Basically, if you can wade through my rambelings, I just wanted to point out that an 206 ARM proc runs about 10 times faster than a 133mhz sh3. Or should I say a sh3 runs 10 times slower......

Posted:
Jul 7, 2003 @ 9:15am
by seb0uille
Thanks for your replies.
Well I'm quite disappointed... I'm not planning to purchase a new PDA so I wonder if I will keep on coding games for my device
Strangely I had a not so bad framerate with my previous game (
http://sebastien.rousiere.free.fr/speedball/). In that one I had only one sprite and lots of line drawing.

Posted:
Jul 7, 2003 @ 10:23am
by Hosed

Posted:
Jul 7, 2003 @ 11:22pm
by Sm!rk

Posted:
Jul 7, 2003 @ 11:28pm
by fzammetti

Posted:
Jul 8, 2003 @ 12:56am
by ppcStudios
As everyone has already stated, SH3 is all but dead, with MIPS not far behind.

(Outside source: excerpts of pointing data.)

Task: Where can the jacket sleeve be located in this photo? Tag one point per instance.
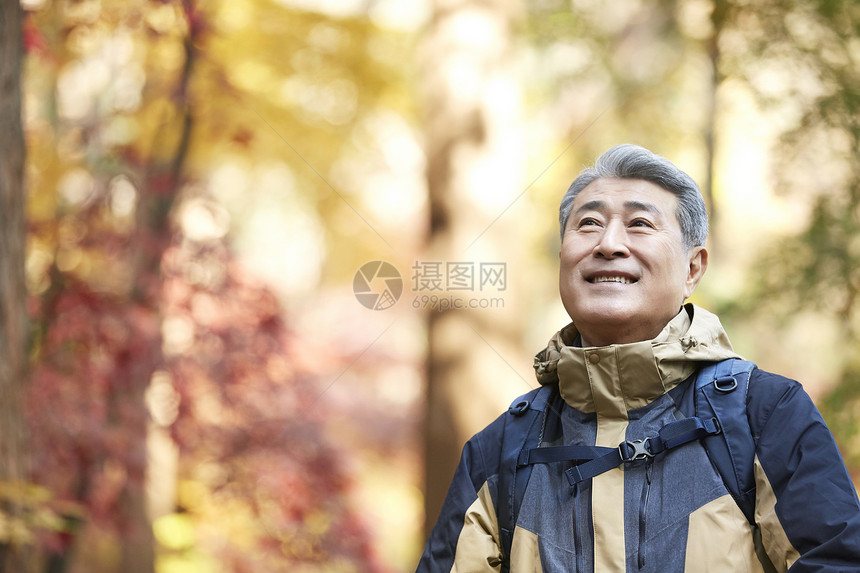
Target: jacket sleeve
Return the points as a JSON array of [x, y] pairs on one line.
[[466, 535], [806, 503]]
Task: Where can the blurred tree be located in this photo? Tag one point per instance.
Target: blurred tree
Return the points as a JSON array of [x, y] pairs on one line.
[[801, 61], [145, 324], [475, 174], [13, 314]]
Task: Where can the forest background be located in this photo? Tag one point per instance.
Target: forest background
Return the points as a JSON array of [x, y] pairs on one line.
[[233, 234]]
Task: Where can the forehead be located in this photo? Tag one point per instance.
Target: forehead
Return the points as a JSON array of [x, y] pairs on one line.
[[622, 195]]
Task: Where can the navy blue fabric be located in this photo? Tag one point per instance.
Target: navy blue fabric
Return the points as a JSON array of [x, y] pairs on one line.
[[722, 391], [817, 503]]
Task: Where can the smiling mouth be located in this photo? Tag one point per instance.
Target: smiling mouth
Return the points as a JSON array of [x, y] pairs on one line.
[[620, 280]]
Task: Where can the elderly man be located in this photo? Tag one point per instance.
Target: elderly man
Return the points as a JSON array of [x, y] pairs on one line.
[[650, 446]]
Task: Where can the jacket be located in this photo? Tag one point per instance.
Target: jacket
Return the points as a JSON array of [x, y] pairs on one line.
[[669, 514]]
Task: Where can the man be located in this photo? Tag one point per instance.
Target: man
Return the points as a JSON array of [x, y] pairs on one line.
[[633, 234]]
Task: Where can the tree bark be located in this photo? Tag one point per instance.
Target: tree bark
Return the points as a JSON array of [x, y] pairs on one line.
[[13, 293], [475, 179]]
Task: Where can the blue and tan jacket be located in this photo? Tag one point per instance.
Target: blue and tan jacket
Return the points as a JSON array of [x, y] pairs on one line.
[[674, 515]]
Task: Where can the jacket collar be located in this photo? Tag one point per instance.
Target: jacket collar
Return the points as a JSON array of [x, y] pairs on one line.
[[614, 379]]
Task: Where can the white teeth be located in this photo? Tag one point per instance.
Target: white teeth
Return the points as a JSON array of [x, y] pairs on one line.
[[621, 280]]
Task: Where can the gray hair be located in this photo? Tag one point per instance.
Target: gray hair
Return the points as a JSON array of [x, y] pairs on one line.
[[629, 161]]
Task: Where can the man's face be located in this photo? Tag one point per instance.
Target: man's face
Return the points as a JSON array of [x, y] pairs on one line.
[[624, 269]]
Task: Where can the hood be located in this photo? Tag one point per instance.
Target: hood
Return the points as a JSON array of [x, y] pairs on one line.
[[620, 377]]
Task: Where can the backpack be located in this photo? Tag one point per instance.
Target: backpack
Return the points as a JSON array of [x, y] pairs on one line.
[[719, 420]]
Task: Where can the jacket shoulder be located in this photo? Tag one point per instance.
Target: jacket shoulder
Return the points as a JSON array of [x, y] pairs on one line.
[[767, 391]]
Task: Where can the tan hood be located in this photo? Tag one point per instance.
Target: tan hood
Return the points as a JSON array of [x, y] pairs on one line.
[[620, 377]]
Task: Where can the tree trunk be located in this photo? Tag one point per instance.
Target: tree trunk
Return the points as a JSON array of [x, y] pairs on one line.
[[13, 316], [475, 178]]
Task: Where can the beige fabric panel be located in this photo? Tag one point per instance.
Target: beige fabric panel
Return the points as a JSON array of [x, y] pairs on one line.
[[607, 489], [719, 539], [525, 552], [780, 550], [478, 544]]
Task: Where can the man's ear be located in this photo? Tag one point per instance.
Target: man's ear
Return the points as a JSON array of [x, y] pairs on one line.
[[698, 264]]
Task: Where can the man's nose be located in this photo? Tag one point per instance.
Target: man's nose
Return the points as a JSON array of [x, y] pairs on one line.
[[613, 242]]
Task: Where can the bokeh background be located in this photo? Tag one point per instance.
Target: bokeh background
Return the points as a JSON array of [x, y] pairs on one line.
[[198, 387]]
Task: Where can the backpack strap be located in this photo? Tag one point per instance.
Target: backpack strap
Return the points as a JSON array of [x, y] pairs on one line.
[[524, 427], [721, 392]]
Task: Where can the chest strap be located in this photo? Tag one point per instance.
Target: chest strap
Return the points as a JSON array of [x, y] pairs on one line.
[[591, 461]]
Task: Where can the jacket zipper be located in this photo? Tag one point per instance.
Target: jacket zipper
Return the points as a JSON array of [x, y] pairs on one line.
[[577, 538], [643, 503]]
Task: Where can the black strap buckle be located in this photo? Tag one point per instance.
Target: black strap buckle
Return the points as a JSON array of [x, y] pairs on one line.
[[639, 447]]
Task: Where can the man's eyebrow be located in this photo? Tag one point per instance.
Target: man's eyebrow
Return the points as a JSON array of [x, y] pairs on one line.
[[593, 205], [642, 206], [597, 205]]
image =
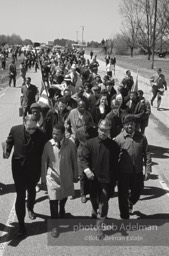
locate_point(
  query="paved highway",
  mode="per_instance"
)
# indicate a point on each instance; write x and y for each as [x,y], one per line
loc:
[152,210]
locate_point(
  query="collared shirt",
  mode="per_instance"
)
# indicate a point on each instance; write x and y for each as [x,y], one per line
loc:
[101,157]
[133,152]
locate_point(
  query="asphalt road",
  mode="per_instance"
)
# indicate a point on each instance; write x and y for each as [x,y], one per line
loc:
[152,210]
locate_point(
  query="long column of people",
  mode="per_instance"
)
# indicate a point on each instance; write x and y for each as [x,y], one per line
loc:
[80,117]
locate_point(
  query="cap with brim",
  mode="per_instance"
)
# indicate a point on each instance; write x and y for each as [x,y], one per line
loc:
[35,105]
[67,78]
[128,119]
[57,86]
[104,124]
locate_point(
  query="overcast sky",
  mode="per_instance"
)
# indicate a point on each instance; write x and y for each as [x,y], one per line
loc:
[46,20]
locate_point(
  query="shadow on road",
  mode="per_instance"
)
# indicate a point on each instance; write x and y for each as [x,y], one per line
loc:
[6,188]
[158,152]
[152,193]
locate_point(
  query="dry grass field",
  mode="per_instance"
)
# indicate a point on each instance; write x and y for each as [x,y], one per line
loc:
[137,62]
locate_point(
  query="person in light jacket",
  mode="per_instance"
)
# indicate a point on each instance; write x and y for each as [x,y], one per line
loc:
[59,170]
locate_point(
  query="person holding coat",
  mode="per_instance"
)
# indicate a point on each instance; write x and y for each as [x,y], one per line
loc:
[59,171]
[28,141]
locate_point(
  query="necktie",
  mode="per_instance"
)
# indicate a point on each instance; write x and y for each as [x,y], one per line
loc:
[59,145]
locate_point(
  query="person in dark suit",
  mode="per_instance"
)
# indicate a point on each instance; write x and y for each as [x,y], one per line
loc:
[28,141]
[12,73]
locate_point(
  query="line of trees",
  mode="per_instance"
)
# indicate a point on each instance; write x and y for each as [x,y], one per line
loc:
[14,39]
[138,23]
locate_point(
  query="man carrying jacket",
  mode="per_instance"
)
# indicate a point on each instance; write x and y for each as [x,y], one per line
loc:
[28,141]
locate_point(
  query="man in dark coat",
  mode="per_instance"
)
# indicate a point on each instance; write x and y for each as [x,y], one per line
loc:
[100,162]
[28,142]
[12,73]
[134,154]
[30,96]
[55,116]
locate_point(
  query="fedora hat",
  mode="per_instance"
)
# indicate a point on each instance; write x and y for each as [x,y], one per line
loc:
[67,78]
[104,124]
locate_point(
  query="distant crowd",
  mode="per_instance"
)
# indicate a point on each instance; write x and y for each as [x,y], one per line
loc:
[79,126]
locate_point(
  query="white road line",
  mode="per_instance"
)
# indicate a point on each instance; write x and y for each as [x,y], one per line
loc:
[6,232]
[164,186]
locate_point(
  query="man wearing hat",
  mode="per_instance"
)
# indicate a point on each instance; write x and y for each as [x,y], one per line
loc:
[67,84]
[28,141]
[37,113]
[134,153]
[100,164]
[57,115]
[159,85]
[30,95]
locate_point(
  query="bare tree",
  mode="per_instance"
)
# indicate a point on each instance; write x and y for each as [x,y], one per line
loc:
[139,20]
[129,11]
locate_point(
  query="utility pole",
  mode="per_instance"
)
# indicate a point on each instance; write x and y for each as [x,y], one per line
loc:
[82,33]
[154,33]
[77,32]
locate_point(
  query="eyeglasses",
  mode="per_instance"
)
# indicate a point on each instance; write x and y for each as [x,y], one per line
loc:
[31,129]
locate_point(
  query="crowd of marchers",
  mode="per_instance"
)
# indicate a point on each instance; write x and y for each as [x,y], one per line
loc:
[78,128]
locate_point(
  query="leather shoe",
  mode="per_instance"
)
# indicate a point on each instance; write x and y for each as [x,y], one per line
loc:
[62,214]
[83,199]
[21,231]
[31,215]
[55,232]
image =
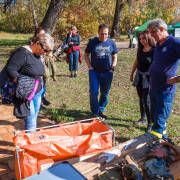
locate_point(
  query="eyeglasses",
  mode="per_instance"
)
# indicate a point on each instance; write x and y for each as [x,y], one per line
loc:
[45,50]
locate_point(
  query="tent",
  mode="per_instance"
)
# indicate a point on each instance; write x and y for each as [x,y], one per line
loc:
[177,25]
[171,30]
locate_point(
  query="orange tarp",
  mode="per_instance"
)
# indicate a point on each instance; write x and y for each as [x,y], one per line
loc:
[60,143]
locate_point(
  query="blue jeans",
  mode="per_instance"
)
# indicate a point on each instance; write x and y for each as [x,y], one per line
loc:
[73,60]
[161,104]
[44,89]
[96,80]
[35,103]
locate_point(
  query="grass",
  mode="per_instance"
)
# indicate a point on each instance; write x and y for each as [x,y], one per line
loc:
[70,97]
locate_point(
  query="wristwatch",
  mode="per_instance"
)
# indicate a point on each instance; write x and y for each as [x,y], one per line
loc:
[112,69]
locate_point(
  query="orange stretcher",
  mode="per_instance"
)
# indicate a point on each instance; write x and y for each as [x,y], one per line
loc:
[60,142]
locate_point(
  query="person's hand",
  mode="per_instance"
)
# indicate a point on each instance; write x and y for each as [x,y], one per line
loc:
[173,80]
[131,77]
[50,54]
[70,33]
[90,67]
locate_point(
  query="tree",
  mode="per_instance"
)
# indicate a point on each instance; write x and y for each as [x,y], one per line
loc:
[52,16]
[33,13]
[117,18]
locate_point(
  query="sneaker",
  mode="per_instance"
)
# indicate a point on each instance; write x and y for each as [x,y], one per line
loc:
[102,114]
[149,128]
[95,115]
[45,102]
[140,121]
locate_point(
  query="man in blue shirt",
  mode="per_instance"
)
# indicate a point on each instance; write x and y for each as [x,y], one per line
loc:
[101,68]
[163,73]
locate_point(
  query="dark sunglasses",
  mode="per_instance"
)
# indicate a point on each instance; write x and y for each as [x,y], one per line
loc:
[45,50]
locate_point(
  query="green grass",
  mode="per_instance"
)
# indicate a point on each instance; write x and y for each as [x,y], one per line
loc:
[70,98]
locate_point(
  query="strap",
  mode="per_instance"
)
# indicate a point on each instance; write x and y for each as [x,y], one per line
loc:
[25,60]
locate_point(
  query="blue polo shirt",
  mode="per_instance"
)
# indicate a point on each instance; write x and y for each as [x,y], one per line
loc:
[101,54]
[165,65]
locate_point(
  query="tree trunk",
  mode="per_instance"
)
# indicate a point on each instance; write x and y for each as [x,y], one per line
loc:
[33,13]
[117,18]
[52,16]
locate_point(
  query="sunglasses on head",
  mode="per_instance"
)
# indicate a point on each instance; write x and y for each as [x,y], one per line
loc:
[45,50]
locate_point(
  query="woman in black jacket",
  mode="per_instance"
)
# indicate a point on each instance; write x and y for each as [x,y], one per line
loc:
[144,58]
[73,40]
[32,67]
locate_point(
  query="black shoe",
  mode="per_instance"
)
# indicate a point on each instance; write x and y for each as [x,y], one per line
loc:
[140,121]
[45,102]
[149,128]
[102,114]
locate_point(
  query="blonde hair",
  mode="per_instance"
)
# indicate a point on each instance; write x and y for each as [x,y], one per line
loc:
[46,40]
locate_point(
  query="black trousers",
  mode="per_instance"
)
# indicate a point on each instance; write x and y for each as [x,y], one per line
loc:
[144,101]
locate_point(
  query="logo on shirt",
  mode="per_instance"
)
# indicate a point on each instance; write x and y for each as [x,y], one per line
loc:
[164,49]
[102,52]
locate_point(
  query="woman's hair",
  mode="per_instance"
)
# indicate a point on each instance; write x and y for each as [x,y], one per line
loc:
[103,26]
[46,40]
[150,40]
[37,31]
[73,27]
[157,23]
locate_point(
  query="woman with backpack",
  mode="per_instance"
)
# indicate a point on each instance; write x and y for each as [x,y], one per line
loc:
[73,53]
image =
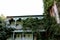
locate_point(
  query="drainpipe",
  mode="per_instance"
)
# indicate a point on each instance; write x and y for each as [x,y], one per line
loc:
[56,12]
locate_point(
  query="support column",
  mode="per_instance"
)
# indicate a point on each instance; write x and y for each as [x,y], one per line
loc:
[13,35]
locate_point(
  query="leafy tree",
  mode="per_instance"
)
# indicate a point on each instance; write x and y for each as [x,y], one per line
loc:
[50,24]
[4,31]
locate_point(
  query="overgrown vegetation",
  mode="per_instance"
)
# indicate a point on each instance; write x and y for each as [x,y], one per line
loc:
[5,32]
[52,28]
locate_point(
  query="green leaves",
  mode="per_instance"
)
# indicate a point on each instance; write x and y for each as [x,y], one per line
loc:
[33,23]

While we offer MIPS versions of our products, and will likely offer a MIPS release of Warlords as well, it is out of respect for those who still rely on the devices, not for the added sales - which are negligable.
But, if all you have is an SH3 device, don't let that deter you from developing ppc applications. You will still develop on the desktop and only periodically test directly on the device.